The first step has been to get the first at scale plant financed. It’s a monumental achievement. I recognize that as the hardest milestone in the company’s history since I joined the board four years ago. Throughout my career in technology building the first at scale commercial plant, the one that will be duplicated, was always the most difficult part of the journey.
Do you foresee an improvement in the technology itself?
We’re extremely focused on that. When I arrived in January our Innovation Center was seen as being static, running almost like a plant, [just] collecting performance data. We have completely changed that around to work with a “run, replace, run” approach, where we run for weeks at a time, shut down, replace a piece and run again. We brought the capture efficiency of our first plant up 20% in the last nine months.
We have a technology roadmap, that goes into a fair amount of detail for the next three years with tasks and tests to be proven. From the lab we move to our advanced development center, where we can control airflow, temperature and humidity and run tests. Then we go to our Innovation Center, which is just outside the door and we can test on the actual plant.

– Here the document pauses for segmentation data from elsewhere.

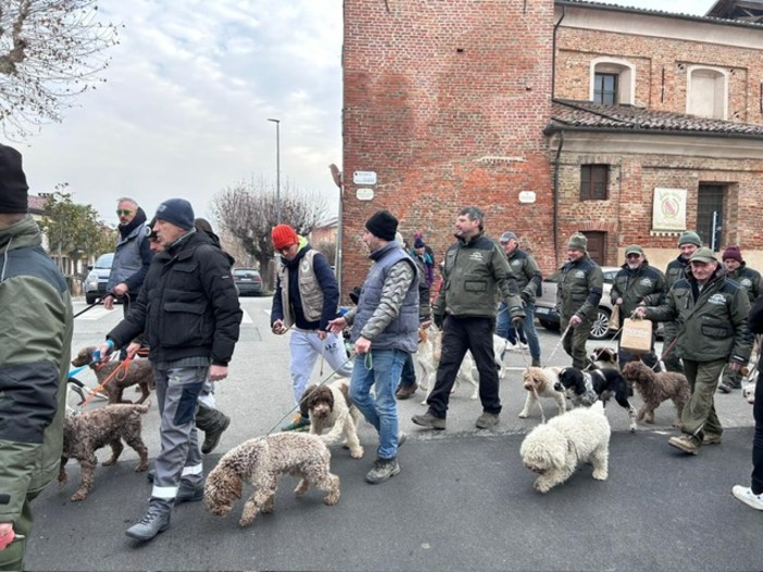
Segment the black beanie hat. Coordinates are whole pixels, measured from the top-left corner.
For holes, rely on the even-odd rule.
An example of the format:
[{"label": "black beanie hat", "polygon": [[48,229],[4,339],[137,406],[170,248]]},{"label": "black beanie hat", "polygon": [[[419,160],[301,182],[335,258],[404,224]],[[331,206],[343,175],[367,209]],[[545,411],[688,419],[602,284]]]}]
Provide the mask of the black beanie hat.
[{"label": "black beanie hat", "polygon": [[0,144],[0,213],[28,213],[28,190],[21,153]]},{"label": "black beanie hat", "polygon": [[190,230],[193,228],[193,207],[185,199],[167,199],[157,207],[157,218]]},{"label": "black beanie hat", "polygon": [[365,221],[365,228],[374,237],[389,242],[395,240],[395,233],[398,231],[398,219],[389,211],[377,211]]}]

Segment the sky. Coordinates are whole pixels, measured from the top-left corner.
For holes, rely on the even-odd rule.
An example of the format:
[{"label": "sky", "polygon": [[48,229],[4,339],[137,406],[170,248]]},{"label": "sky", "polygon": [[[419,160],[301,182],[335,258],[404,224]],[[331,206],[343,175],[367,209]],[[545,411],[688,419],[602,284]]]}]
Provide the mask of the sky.
[{"label": "sky", "polygon": [[[602,3],[703,15],[715,0]],[[328,165],[341,169],[342,0],[100,0],[99,12],[123,26],[107,82],[61,124],[11,142],[32,193],[68,183],[111,225],[121,196],[149,218],[174,196],[211,217],[226,188],[275,186],[278,149],[282,192],[288,181],[336,213]]]}]

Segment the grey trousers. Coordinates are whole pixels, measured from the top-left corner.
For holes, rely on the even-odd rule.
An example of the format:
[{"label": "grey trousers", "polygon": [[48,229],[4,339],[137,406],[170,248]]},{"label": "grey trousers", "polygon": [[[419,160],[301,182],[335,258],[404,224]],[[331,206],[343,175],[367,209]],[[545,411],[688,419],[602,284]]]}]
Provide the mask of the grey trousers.
[{"label": "grey trousers", "polygon": [[161,425],[161,450],[154,462],[152,499],[173,503],[177,490],[203,484],[201,452],[196,432],[196,401],[209,367],[166,368],[154,364]]}]

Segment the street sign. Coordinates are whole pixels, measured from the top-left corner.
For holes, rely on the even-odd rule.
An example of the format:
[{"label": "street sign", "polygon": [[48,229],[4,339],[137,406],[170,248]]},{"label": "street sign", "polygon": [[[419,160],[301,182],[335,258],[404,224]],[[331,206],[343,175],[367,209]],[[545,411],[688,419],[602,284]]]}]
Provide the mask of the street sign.
[{"label": "street sign", "polygon": [[376,185],[375,170],[355,170],[352,174],[352,182],[355,185]]}]

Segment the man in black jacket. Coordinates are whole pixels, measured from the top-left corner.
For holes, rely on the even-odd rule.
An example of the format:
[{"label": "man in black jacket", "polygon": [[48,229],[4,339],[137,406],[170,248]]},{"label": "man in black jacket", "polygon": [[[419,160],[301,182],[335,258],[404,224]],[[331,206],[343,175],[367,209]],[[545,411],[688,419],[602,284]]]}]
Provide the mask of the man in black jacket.
[{"label": "man in black jacket", "polygon": [[203,498],[196,402],[204,380],[227,377],[242,315],[230,262],[205,232],[196,231],[188,201],[160,204],[153,229],[164,251],[154,256],[135,306],[100,346],[105,355],[140,333],[150,346],[161,452],[148,512],[127,530],[138,541],[165,531],[174,505]]}]

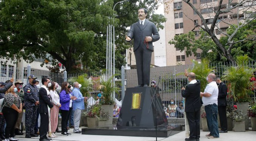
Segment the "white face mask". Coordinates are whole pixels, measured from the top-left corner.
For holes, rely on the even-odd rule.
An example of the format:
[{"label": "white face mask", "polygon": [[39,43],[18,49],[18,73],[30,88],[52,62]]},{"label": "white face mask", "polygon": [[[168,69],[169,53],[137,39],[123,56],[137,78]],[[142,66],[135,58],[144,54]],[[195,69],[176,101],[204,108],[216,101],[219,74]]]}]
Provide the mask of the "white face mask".
[{"label": "white face mask", "polygon": [[48,83],[48,87],[50,87],[51,86],[51,82],[50,82],[49,83]]}]

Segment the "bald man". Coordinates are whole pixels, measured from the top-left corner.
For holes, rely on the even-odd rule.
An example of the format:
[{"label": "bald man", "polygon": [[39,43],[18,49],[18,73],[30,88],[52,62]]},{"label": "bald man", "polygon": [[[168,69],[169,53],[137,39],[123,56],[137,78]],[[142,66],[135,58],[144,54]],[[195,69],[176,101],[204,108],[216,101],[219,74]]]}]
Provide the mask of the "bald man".
[{"label": "bald man", "polygon": [[205,106],[206,113],[208,129],[210,133],[206,135],[208,138],[219,138],[218,126],[218,96],[219,89],[215,81],[216,76],[213,74],[209,74],[206,78],[208,84],[204,92],[200,92],[202,100]]},{"label": "bald man", "polygon": [[[186,75],[185,74],[185,75]],[[189,126],[189,137],[185,141],[199,141],[200,138],[200,82],[195,80],[195,75],[190,72],[188,76],[189,83],[182,88],[182,95],[186,98],[185,110]]]}]

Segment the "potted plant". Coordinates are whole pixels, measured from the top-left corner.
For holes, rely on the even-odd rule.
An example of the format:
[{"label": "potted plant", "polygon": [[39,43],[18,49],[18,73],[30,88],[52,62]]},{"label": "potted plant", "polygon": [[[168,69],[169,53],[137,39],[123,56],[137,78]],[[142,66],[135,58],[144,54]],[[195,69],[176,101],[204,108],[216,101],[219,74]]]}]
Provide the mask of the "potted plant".
[{"label": "potted plant", "polygon": [[226,113],[227,115],[227,123],[228,124],[228,130],[231,131],[233,129],[233,119],[231,117],[230,114],[234,110],[234,100],[228,95],[227,99],[227,107]]},{"label": "potted plant", "polygon": [[[119,90],[119,88],[113,85],[112,80],[115,76],[113,75],[108,78],[101,77],[99,85],[98,87],[98,89],[102,92],[102,98],[99,103],[101,105],[102,110],[108,112],[110,115],[111,115],[113,113],[113,104],[115,104],[112,95],[115,92],[118,92]],[[113,116],[110,116],[107,122],[107,124],[112,125],[112,122]]]},{"label": "potted plant", "polygon": [[237,109],[234,109],[230,113],[234,121],[234,132],[245,132],[244,120],[246,115],[241,111]]},{"label": "potted plant", "polygon": [[101,106],[98,104],[92,106],[84,114],[87,116],[87,127],[89,128],[107,125],[107,121],[111,116],[108,112],[103,111]]},{"label": "potted plant", "polygon": [[[237,102],[237,109],[242,110],[244,114],[247,113],[248,102],[251,100],[250,96],[253,94],[251,88],[254,85],[250,79],[254,76],[253,72],[256,70],[255,68],[248,67],[249,61],[247,55],[237,57],[237,66],[228,67],[222,77],[223,80],[227,82],[230,93]],[[246,103],[240,103],[242,102]]]},{"label": "potted plant", "polygon": [[248,110],[248,116],[251,118],[251,130],[256,131],[256,102],[252,101]]},{"label": "potted plant", "polygon": [[203,131],[209,131],[207,125],[207,120],[206,119],[206,113],[204,110],[203,110],[202,114],[201,114],[202,118],[202,129]]}]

Our goal is to make significant advances in our performance in the next 12 months, like we did in the last year.
Are there any bottlenecks in terms of materials for this technology? Are there supply constraint risks like we are seeing with rare earths for renewables?

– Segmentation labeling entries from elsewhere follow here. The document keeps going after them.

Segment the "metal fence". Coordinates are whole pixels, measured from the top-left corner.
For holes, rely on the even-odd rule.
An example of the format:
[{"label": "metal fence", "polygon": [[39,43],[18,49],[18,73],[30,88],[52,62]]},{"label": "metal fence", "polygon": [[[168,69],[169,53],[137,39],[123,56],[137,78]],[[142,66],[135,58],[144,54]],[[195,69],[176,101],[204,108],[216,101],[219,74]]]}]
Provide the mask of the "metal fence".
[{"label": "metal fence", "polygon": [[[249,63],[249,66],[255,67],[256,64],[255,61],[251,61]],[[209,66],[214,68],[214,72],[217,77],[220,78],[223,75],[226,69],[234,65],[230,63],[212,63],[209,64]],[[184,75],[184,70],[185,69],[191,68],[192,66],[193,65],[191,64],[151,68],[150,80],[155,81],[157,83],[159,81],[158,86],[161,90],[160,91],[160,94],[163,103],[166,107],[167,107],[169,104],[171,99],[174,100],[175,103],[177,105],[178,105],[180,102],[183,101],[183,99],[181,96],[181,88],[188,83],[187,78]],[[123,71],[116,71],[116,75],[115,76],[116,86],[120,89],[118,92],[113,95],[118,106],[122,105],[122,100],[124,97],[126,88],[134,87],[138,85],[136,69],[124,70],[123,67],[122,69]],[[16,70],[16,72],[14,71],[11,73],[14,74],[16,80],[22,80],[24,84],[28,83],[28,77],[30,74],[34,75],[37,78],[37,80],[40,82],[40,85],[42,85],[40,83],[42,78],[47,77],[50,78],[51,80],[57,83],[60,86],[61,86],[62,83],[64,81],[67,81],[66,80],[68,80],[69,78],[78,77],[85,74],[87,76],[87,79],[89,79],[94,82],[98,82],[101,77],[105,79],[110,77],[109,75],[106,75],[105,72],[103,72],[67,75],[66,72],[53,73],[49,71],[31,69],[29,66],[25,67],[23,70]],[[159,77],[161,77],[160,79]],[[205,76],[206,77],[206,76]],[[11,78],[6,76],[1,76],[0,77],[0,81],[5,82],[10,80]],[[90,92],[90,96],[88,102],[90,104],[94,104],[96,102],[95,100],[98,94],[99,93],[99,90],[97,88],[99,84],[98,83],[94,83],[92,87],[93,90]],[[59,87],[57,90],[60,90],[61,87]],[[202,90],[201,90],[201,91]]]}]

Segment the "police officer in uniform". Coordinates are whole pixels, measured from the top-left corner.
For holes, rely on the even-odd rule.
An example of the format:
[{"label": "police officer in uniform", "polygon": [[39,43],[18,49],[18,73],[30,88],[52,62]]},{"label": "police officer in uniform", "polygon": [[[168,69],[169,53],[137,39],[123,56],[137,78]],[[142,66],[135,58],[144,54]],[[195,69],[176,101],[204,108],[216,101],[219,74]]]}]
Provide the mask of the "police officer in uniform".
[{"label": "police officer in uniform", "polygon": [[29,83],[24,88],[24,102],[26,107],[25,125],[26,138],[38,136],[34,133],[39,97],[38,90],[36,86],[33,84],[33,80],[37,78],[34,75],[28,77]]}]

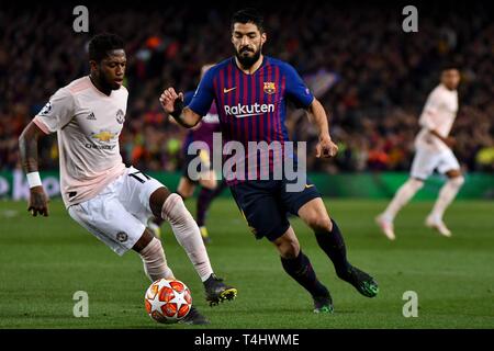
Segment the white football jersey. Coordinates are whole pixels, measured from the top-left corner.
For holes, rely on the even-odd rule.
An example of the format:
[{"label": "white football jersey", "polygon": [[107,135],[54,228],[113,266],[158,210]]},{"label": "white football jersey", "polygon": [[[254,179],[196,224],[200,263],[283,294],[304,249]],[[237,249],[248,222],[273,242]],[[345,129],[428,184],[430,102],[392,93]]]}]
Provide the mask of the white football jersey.
[{"label": "white football jersey", "polygon": [[447,137],[458,113],[458,91],[449,90],[444,84],[437,86],[427,98],[427,102],[418,121],[422,126],[415,138],[415,147],[427,148],[430,151],[449,149],[438,137],[429,131],[436,129],[439,135]]},{"label": "white football jersey", "polygon": [[86,76],[59,89],[34,117],[46,134],[57,132],[66,207],[94,197],[125,171],[119,136],[127,97],[123,86],[108,97]]}]

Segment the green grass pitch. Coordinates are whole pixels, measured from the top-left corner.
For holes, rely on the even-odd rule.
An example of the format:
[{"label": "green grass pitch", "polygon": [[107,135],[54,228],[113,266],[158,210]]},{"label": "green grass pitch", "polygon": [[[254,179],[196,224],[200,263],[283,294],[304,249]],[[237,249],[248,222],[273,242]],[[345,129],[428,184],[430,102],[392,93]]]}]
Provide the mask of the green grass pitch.
[{"label": "green grass pitch", "polygon": [[[238,288],[216,307],[186,253],[164,226],[164,246],[176,276],[212,321],[207,328],[493,328],[494,203],[458,201],[446,215],[444,238],[424,227],[430,202],[413,202],[398,215],[389,241],[373,217],[385,202],[326,200],[346,238],[350,261],[380,283],[367,298],[339,281],[311,231],[292,218],[304,252],[332,292],[335,314],[314,315],[308,294],[283,271],[267,240],[252,238],[233,200],[210,211],[213,268]],[[193,201],[188,202],[194,212]],[[158,325],[144,309],[149,282],[134,252],[117,257],[50,203],[48,218],[32,218],[25,203],[0,201],[0,328],[201,328]],[[89,295],[89,317],[76,318],[74,293]],[[418,317],[402,314],[403,293],[418,295]]]}]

The genius of our founder [David Keith] is that he was not willing to entertain any invention that would get stuck with that. He didn’t want to have a battery problem, a rare earth problem. His whole approach was to use readily available materials and readily available supply chains.

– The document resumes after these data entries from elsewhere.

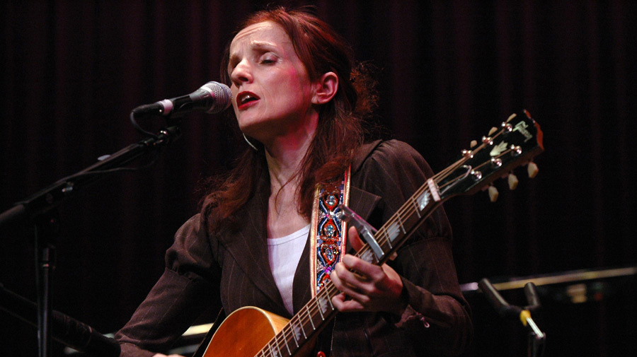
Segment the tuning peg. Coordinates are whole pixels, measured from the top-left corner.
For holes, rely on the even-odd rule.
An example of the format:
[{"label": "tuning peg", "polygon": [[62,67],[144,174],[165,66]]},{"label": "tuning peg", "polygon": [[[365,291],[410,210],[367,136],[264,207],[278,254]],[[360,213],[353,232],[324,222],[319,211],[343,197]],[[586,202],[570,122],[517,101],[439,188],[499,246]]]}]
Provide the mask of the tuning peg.
[{"label": "tuning peg", "polygon": [[528,172],[529,177],[533,178],[536,177],[539,171],[539,169],[537,168],[537,165],[533,161],[529,163],[529,165],[527,166],[527,172]]},{"label": "tuning peg", "polygon": [[495,201],[498,201],[498,196],[500,194],[498,192],[498,189],[495,188],[495,186],[493,186],[493,185],[489,186],[488,191],[489,191],[489,200],[491,202],[495,202]]},{"label": "tuning peg", "polygon": [[509,182],[509,189],[513,190],[517,187],[517,183],[520,181],[517,180],[517,176],[515,176],[512,173],[509,174],[509,178],[507,180]]}]

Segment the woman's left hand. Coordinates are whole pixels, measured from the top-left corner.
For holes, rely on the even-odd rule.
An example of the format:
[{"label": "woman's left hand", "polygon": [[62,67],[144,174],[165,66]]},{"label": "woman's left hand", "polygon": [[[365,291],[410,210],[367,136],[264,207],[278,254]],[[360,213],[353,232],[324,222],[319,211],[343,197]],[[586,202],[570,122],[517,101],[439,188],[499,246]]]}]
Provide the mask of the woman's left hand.
[{"label": "woman's left hand", "polygon": [[[362,247],[356,228],[350,227],[348,237],[355,250]],[[403,281],[387,264],[374,265],[345,254],[330,279],[341,292],[332,298],[339,311],[386,311],[401,315],[407,305],[401,295]]]}]

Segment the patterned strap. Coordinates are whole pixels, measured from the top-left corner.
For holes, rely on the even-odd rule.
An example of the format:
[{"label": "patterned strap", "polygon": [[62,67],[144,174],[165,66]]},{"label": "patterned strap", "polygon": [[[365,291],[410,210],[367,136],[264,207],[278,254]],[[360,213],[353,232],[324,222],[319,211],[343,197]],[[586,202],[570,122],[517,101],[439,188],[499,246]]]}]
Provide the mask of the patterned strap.
[{"label": "patterned strap", "polygon": [[312,296],[316,295],[336,263],[340,262],[347,243],[345,221],[336,216],[338,205],[348,205],[350,201],[350,170],[343,173],[340,181],[319,185],[314,192],[310,229],[310,281]]}]

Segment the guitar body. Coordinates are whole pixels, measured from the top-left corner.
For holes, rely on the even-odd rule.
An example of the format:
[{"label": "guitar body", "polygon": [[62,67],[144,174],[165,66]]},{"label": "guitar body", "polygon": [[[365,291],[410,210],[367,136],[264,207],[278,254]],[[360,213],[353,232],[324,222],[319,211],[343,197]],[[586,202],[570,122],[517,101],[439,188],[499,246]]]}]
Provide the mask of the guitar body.
[{"label": "guitar body", "polygon": [[[355,213],[346,213],[345,206],[337,208],[332,213],[336,219],[344,219],[355,227],[357,224],[367,231],[364,235],[367,244],[356,253],[357,257],[382,265],[443,201],[486,188],[544,149],[539,125],[526,110],[519,116],[512,115],[499,130],[493,128],[483,137],[481,144],[474,141],[471,150],[464,150],[454,164],[427,180],[380,229],[372,229],[373,234],[365,226],[367,222]],[[529,164],[528,172],[534,177],[537,167]],[[512,189],[510,180],[510,175]],[[289,320],[258,308],[239,309],[219,325],[202,357],[309,356],[318,332],[336,315],[331,298],[338,293],[331,281],[326,281],[316,296]],[[205,345],[205,341],[202,343]]]},{"label": "guitar body", "polygon": [[[254,357],[288,320],[252,306],[230,314],[212,335],[203,357]],[[307,356],[313,344],[307,344],[295,356]]]}]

We just need standard cement and standard steel. The sorbents are readily available commodity chemicals. The trick is how to get the air to contact with that chemical in an efficient manner. We build a complex honeycomb of PVC and you drip the chemical through it so that there’s a lot of surface area. Our whole company was invented on the constraint of solving a very significant part of the climate change challenge, without having any of those bottlenecks.
Do you see competitors for Carbon Engineering emerging in the near future?
I’ve been in the new technology development field my whole career and every time I’ve been in this situation, the competition has been the status quo. I don’t believe Climeworks is my competitor, they are my partners, they’re on the same mission. Тo have a competitor, you have to have a lot of people buying and you have to be losing to your competitor. We are losing to trees. We’re losing to apathy. We’re losing to everybody except Climeworks. So, at the moment I see my competition as people just not moving on the climate agenda.